When one (stage) door closes, another opens. At least that's the case for actor Jeremy Jordan, who, after originating the role of gun-slinging heartthrob Clyde Barrow in Frank Wildhorn's short-lived Bonnie & Clyde last fall on Broadway, opens in a second musical on Broadway this season — Disney's Newsies. Following a critically acclaimed monthlong run at New Jersey's Paper Mill Playhouse last year, the stage adaptation of the 1992 movie musical, is now at Broadway's Nederlander Theatre, playing a limited 101-performance engagement.
In the musical, which features a new book by Tony winner Harvey Fierstein and additional music from "Newsies" songwriting duo Alan Menken and Jack Feldman, Jordan stars as the heroic Jack Kelly, originated in the 1992 movie-musical by Christian Bale. While in the final days of rehearsals, we spoke to Jordan about his start in musical theatre, working with Newsies and Bonnie & Clyde director Jeff Calhoun and revisiting his "dream role" for Broadway. Read more about it.
Let's go back to the beginning. Where were you born and raised, and at what age did you start performing?
Jeremy Jordan: I was born and raised in Corpus Christi, TX. I did some community theatre — my grandma directed children's shows when I was, like, five-to-ten-years-old. Around middle school I joined a choir, and I discovered my love for singing. Around high school I slowly started getting into acting, and the rest is history.
JJ: I didn't really want to do either of those things until my junior or senior year [of high school]. I always wanted to be a scientist or a technology-guru and invent things. To make a long story short, before my junior year of high school, I went to this big invite-only technology conference for future technology leaders, and I hated every second of it. I didn't connect with the people. The material wasn't interesting to me, and I said, "I have to re-evaluate." I decided to take the more tentative path and try theatre, which seemed crazy. [Laughs.] But I like it.
|photo by Monica Simoes|
At press day for Newsies, you said that you played the Mute in a community theatre production of The Fantasticks. It's hard to see you as the Mute!

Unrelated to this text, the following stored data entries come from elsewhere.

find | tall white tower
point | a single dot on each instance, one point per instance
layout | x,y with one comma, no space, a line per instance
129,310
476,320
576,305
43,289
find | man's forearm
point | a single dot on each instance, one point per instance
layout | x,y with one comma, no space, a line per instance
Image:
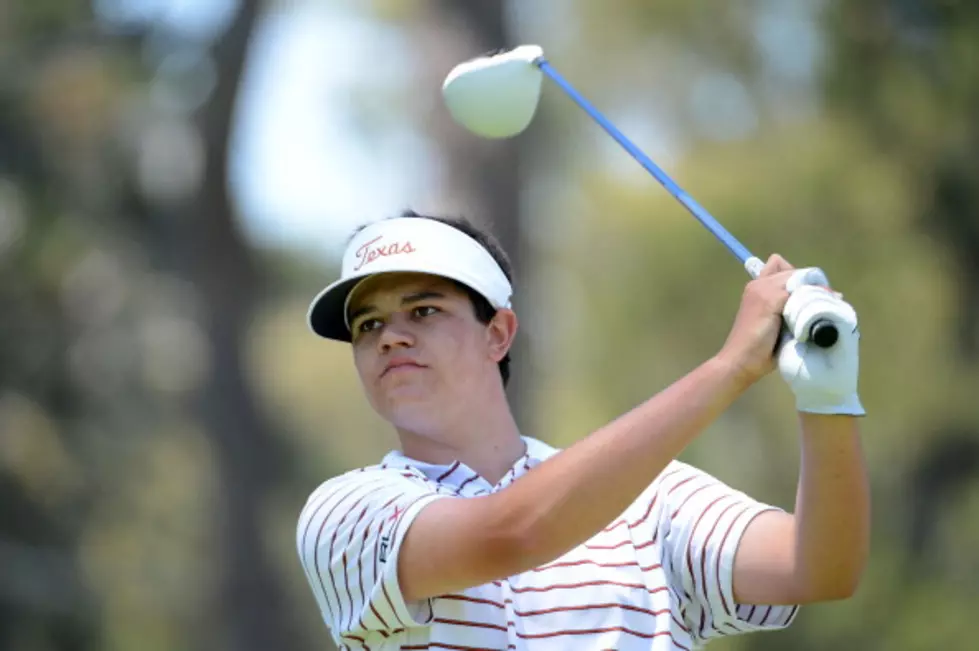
832,515
576,493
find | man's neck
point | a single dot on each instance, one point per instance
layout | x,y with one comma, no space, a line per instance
488,441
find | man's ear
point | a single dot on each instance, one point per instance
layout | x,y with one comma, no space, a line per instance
501,330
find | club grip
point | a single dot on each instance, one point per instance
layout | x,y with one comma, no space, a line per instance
823,333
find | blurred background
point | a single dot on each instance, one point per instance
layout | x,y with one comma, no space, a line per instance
177,180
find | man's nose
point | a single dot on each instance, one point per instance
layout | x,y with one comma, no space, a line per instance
396,334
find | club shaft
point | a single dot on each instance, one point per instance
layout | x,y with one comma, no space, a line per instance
704,217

JJ: [Laughs.] I almost didn't take it. I went in for the character [of Matt], and they ended up casting it older, so they said, "Come play the Mute!"… It somehow unleashed this excitement for acting. I never really acted [before]. I just sang and kind of faked it.
I had just come back from that [technology] conference, and I knew that's not what I wanted to do, so I thought maybe I would be a singer, but I was like, "What am I going to do?" I didn't really want to be a recording artist, and I didn't really want to be an opera singer. [When The Fantasticks] came along, the guy playing El Gallo told me, "You might have a future in this if you really want to do it." I thought about it and explored it. He became my mentor — got my [audition] book started, gave me some monologues and songs, coached me and helped me apply for schools. I went to Ithaca College.

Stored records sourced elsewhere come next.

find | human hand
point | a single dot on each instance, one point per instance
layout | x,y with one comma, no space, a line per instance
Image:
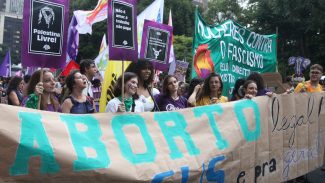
197,87
214,100
39,88
121,108
270,94
248,96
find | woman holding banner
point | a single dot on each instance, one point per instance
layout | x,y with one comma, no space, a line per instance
14,91
209,93
77,102
144,69
43,90
249,89
169,99
130,101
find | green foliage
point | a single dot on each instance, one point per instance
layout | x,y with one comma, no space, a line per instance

Did you study musical theatre?
JJ: I did. I didn't really know any theatre performers until I got to college and started studying it. I idolized Hunter Foster and Gavin Creel — those kind of guys. They were the young, up-and-coming performers when I was in college… I always wished I could have the career of Leonardo DiCaprio or Matt Damon.
Did you want to go the film route? You recently starred in "Joyful Noise."
JJ: I always wanted to explore everything, so the fact that ["Joyful Noise"] came along was a great surprise. It's definitely something I want to do more of. I want to be able to do movies and theatre.
Your first Broadway show was Rock of Ages?
JJ: Rock of Ages — I was a swing. I went to an Equity open call. I wasn't really right for any of the roles, but I tried to go in for everything. I went to the open call and got a callback. They needed someone who could play Drew, a rocker, and also play Franz, the gay German boy. [Laughs.] Not many people could fit both parts and sing both parts. I happened to be right in the middle. [After Rock of Ages], I went straight into West Side Story. I was Tony twice a week. I did Wednesday nights and Sunday matinees. I just had my two shows, and that was it. To be honest, that wasn't the initial offer. I had auditioned for the replacement, and they called and wanted me to be the standby. I thought, "Well, I'm already a swing right now," so it felt like a lateral move. I wanted my next job to be a step up. I turned it down, and then they said they'd sweeten the deal!